CS 334: Principles of Programming Languages

CS 334: Lab 7: Scala Basics

Overview
Partner
Getting Started
Programming
Submitting Your Work

Overview

In this lab, you will get hands-on experience with Scala programming. You will work with file I/O, collections, classes, pattern matching, and algebraic data types through three progressively more involved problems.

Partner

You are encouraged to work with a partner on this lab. As always, please send email if you would like help finding a partner.

Getting Started

Setting Up Your Repository

You will receive an email with an invitation link to the lab7 assignment on GitHub Classroom. You can follow the same instructions as on Lab 2 for accessing and cloning your repository. See the GitHub reference for instructions to add a partner. You should answer the following in the appropriate files in your repository.

Scala Setup

This lab targets Scala 2.13. See instructions here for setting up Scala.

The scala command will give you a "read-eval-print" loop, as in Lisp and ML.

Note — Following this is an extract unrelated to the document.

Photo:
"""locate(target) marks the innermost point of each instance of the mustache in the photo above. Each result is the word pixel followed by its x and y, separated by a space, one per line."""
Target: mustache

You can also compile and run a whole file as follows. Suppose file A.scala contains:

object A {
    def main(args : Array[String]) : Unit = {
        println(args(0));
    }
}

You then compile the program with scalac A.scala, and run it (and provide command-line arguments) with "scala A moo cow".

Resources

This lab targets Scala 2.13. Use the 2.13-specific references below (the latest Scala 3 docs have diverged in important ways):

Programming

1. The Happy Herd (15 points)

In this first question we'll use Scala answer a few questions about cows. Specifically the herd at Cricket Creek Farm...

First, write a program to read in and print out the data in the file "cows.txt" in your repository. Each line contains the id, name, and daily milk production of a cow from the herd. (I've also included a "cows-short.txt" file that may be useful while debugging.)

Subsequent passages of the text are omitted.